ACID ATTACKS – What The Law Says

August 16, 2017 8:20 am

The consequences of an acid attack are devastating and life changing and this has understandably led to the Government considering the appropriate level of sentencing that can be imposed.

Current legislation

It is worth looking at what offences people who carry out acid attacks would be charged with currently :

s18 – Grevious Bodily Harm (intentionally causing really serious harm) – maximum sentence : life
s20 – Grevious Bodily Harm (causing really serious harm without intending to) – maximum sentence : 5 years
• Throwing corrosive fluid on a person (with intent to cause Grevious Bodily Harm) – s29 Offences Against the Person Act 1861 – life

A person who is caught carrying a container of acid with the intention of using it, would be charged with Possession of an Offensive Weapon (s1 Prevention of Crime Act 1953).
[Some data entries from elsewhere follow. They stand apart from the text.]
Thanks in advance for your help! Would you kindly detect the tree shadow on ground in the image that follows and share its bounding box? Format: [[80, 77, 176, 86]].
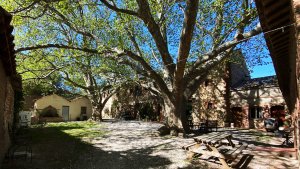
[[3, 127, 175, 169]]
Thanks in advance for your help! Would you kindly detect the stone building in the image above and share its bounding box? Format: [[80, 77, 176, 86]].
[[0, 7, 21, 168], [192, 51, 287, 128], [34, 94, 92, 121], [255, 0, 300, 159]]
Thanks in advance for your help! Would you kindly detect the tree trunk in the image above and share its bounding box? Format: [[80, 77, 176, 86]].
[[92, 103, 104, 121], [164, 99, 191, 133]]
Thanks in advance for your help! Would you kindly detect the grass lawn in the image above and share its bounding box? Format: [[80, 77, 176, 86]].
[[4, 121, 106, 169]]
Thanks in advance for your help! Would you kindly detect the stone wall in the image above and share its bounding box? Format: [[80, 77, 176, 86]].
[[0, 60, 14, 165]]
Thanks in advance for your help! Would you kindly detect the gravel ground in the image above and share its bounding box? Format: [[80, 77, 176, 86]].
[[4, 121, 298, 169], [78, 121, 298, 169]]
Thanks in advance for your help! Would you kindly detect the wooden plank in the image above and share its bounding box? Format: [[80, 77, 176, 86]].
[[223, 144, 248, 159], [182, 142, 198, 150], [207, 133, 231, 144]]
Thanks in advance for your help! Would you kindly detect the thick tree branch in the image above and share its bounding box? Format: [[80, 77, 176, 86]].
[[48, 6, 97, 39], [63, 71, 89, 90], [136, 0, 175, 78], [114, 50, 174, 101], [175, 0, 199, 90], [100, 0, 138, 16], [186, 24, 262, 79], [16, 44, 101, 54]]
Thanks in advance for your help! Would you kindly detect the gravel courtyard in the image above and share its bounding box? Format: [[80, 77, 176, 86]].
[[4, 121, 298, 169]]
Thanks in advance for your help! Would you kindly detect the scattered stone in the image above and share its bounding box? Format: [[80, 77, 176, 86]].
[[158, 126, 170, 136]]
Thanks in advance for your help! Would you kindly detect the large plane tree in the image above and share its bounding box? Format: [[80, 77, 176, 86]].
[[2, 0, 261, 132]]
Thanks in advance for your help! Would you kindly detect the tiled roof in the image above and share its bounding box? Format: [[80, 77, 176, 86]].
[[232, 76, 278, 89]]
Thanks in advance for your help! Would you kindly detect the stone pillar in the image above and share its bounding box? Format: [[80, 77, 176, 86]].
[[292, 0, 300, 161]]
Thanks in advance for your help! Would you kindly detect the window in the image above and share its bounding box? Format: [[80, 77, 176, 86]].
[[250, 106, 263, 119], [207, 102, 213, 110], [204, 79, 211, 87], [81, 107, 86, 114]]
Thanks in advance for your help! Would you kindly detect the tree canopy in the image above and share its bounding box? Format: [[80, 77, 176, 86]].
[[0, 0, 268, 131]]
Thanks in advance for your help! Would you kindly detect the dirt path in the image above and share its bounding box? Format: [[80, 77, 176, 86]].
[[4, 121, 297, 169]]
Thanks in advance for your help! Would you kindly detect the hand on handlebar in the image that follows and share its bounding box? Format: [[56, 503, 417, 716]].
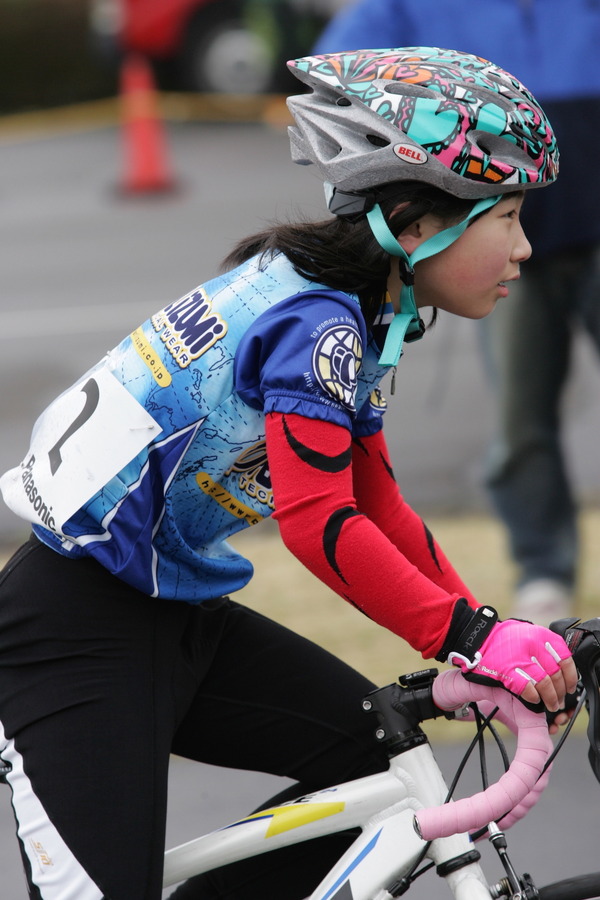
[[448, 608, 577, 712]]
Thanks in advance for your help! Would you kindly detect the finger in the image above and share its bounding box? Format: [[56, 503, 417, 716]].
[[550, 670, 568, 707], [559, 657, 579, 694], [535, 675, 561, 712], [520, 681, 541, 705]]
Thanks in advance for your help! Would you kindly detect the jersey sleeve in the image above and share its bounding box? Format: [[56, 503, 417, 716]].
[[234, 291, 366, 428], [352, 431, 478, 606], [266, 413, 476, 659]]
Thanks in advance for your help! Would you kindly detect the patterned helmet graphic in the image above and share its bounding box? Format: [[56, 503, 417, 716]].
[[288, 47, 558, 199]]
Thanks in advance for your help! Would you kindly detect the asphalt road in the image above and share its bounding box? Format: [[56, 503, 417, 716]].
[[0, 124, 600, 543], [0, 116, 600, 900], [0, 726, 600, 900]]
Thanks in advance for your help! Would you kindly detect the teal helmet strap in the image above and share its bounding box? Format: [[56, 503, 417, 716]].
[[367, 197, 502, 366]]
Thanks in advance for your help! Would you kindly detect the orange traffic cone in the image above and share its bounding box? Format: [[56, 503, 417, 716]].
[[121, 54, 175, 194]]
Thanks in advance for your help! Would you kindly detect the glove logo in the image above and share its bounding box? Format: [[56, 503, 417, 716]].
[[312, 325, 363, 410]]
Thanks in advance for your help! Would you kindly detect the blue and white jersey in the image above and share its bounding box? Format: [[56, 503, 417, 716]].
[[0, 255, 387, 603]]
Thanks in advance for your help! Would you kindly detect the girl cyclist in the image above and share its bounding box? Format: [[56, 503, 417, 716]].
[[0, 48, 576, 900]]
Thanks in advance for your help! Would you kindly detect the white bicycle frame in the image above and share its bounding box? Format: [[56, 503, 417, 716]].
[[163, 744, 492, 900]]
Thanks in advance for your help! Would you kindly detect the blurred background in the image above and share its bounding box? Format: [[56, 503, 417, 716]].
[[0, 0, 600, 545], [0, 0, 600, 900]]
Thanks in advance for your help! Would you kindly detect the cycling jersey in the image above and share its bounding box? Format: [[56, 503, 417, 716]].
[[1, 255, 387, 603]]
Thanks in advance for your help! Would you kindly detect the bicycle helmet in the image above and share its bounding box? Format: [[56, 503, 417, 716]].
[[288, 47, 558, 366], [288, 47, 558, 201]]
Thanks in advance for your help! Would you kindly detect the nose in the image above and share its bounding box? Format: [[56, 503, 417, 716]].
[[512, 222, 532, 263]]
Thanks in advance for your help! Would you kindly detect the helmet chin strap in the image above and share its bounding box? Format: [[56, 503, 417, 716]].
[[366, 196, 502, 366]]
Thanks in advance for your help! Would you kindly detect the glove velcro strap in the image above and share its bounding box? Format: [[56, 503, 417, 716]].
[[448, 606, 498, 668]]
The maximum sentence is 4 years.

There is also an offence under s64 Offences Against the Person Act 1861, with a maximum sentence of 2 years, for anyone who “shall knowingly have in his possession, or make or manufacture, any … noxious thing … with intent by means thereof to commit … any of the felonies in this Act“. This is a wider offence that covers people having the acid at home or outside, and the prosecution do not have to prove the intent to cause Grevious Bodily Harm.

Ultimately if someone has attacked another person using acid as the weapon, it is very difficult to argue that the perpetrator did not intend to cause serious harm.